A widower, Don always had time to talk, and most of what I know about the small valley that holds my farm came from him. The single most striking thing he told me was that as a boy he had farmed with draft horses, that he remembered the first tractor to ever come onto his family’s land. Back then, they sold cream from a small dairy herd to a butter plant and raised pigs and grain. In the following decades Don grew his herd to over sixty, and like most farms in the area it came to rely on milk as its primary product. But technology continued to scale, and farm size followed. By the time Don sold his cows in the late nineties, it was clear that family farms with dozens of animals could not compete. In the lifetime of a single man, farming went from draft horses and hand milking to three-thousand-cow milk extraction factories.
The rapid industrialization of farming has had mixed consequences for the environment and animal welfare, and it has had overwhelmingly negative consequences for the health of rural communities. But for nonfarmers the most meaningful changes brought about by the increased efficiency of agriculture have been the creation of an unprecedented abundance of food and an unprecedented distance from its production; there’s sausage in the fridge, but no one knows how it gets made.
Couple profligate ignorance with the reality that food is one of the few human needs for which there can be no digital substitute, and the result is a collective psychodrama. In the online spaces that have come to define modern life, food has accrued a totemic significance, a capacity to shape bodies and minds and perhaps even souls. Thinkers from across the spectrum, from irony-drenched neoreactionaries to transhumanist tech millionaires, believe that to better ourselves and our societies we must better our food. At once divorced from the realities of farming and fixated on the visceral necessity of eating to sustain a human body, to them food has become not just sustenance but potential damnation and salvation.
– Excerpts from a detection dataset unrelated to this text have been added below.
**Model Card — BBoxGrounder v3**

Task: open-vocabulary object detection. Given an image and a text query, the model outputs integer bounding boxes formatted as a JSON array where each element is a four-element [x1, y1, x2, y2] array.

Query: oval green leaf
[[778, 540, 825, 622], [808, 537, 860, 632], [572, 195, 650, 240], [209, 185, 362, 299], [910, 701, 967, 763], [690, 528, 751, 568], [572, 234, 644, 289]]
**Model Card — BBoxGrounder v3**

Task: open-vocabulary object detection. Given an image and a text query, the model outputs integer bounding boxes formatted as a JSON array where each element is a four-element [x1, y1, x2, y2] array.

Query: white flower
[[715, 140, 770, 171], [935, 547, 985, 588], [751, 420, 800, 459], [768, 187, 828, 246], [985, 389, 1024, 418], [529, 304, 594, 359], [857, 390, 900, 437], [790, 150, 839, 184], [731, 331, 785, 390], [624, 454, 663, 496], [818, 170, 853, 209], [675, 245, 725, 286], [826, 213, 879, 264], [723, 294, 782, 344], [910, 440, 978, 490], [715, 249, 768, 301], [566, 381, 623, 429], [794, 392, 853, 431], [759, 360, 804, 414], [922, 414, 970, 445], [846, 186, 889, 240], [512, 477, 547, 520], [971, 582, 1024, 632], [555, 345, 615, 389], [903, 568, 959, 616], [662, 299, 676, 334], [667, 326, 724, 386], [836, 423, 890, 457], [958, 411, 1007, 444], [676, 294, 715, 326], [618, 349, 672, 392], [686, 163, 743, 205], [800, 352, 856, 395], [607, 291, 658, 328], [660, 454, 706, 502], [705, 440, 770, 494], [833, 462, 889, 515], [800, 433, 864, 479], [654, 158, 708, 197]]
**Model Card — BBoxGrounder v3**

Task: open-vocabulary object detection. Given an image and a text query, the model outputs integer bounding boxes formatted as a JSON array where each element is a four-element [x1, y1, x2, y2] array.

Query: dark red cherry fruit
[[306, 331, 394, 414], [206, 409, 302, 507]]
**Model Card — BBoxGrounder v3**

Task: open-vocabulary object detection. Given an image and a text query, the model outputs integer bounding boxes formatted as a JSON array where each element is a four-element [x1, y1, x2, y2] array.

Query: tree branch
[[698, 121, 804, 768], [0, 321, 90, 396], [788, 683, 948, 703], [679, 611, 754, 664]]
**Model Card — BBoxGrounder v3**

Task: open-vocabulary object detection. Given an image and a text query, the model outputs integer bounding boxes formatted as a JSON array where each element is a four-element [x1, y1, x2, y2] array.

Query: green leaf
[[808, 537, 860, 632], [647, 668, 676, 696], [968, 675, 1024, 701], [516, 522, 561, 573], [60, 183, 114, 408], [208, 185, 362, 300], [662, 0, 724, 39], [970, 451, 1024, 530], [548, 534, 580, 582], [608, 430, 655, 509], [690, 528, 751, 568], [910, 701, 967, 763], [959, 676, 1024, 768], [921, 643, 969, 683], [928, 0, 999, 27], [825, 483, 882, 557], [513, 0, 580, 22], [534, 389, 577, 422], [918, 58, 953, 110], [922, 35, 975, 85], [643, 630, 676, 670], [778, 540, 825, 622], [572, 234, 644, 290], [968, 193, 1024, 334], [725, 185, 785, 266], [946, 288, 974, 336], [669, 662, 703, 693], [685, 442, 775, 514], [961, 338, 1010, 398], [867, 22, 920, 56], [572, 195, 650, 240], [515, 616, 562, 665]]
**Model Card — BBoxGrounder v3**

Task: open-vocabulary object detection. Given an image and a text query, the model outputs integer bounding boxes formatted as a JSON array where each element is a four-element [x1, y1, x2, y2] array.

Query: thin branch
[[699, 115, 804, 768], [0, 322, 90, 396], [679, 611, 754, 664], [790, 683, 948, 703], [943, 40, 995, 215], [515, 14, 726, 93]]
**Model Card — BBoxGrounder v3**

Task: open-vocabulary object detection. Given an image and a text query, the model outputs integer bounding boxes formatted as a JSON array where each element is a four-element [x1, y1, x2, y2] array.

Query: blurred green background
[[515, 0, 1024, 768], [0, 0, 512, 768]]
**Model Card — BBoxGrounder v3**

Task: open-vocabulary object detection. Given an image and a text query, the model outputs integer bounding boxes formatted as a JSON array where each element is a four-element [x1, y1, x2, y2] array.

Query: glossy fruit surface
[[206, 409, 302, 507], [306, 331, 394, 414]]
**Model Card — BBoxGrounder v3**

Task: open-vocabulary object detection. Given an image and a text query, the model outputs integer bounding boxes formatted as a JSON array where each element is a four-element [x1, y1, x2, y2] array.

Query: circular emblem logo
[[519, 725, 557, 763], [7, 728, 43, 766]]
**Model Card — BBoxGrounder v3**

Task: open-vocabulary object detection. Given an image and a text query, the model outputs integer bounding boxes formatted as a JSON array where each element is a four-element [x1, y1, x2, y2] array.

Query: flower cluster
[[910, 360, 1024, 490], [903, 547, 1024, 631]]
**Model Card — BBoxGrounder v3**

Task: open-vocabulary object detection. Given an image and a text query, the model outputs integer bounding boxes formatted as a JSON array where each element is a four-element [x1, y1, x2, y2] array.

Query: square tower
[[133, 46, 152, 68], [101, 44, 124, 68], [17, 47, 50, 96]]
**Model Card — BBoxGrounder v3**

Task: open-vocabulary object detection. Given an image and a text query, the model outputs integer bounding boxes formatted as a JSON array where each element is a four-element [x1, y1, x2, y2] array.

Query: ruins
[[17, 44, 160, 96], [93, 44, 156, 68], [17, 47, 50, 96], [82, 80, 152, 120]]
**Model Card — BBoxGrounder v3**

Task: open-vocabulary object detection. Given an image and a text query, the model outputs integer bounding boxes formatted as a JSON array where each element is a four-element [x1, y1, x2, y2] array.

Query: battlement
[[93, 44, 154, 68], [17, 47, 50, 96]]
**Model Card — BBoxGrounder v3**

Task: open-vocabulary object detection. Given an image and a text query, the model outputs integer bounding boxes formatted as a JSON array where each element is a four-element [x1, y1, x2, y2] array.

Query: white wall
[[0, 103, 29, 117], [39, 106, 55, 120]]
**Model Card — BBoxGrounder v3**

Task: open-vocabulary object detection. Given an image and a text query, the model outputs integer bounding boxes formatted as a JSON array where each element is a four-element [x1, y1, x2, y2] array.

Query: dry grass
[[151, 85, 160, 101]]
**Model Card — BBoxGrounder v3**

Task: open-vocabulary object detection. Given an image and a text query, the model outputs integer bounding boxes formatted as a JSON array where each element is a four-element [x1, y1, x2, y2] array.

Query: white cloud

A particularly loud group is the red meat reactionaries, of which Raw Egg Nationalist is the purest example. From behind an avatar of Silver Era bodybuilder Vince Gironda’s magnificent torso, this pseudonymous Twitter sage sees food as central to the globalist agenda. He foretells a future in which a consortium of environmental NGOs, agribusiness behemoths, and nanny states will mandate a diet of chemically laced, genetically altered corn and soy, a diet designed to emasculate both figuratively and literally. But if food can be a tool of control, it can also be a tool of rebellion. Eschew soy and seed oils, and instead gorge on meat, eggs, dairy, and perhaps some locally grown vegetables, and remake yourself entirely. He argues that eating steak will make you think radically different thoughts than eating a bowl of Frosted Flakes, and eating exclusively grass-fed beef and raw eggs for long enough will reform your very essence, imbuing you with a vital connection to your land and your people, and fostering a robust distrust of foreigners.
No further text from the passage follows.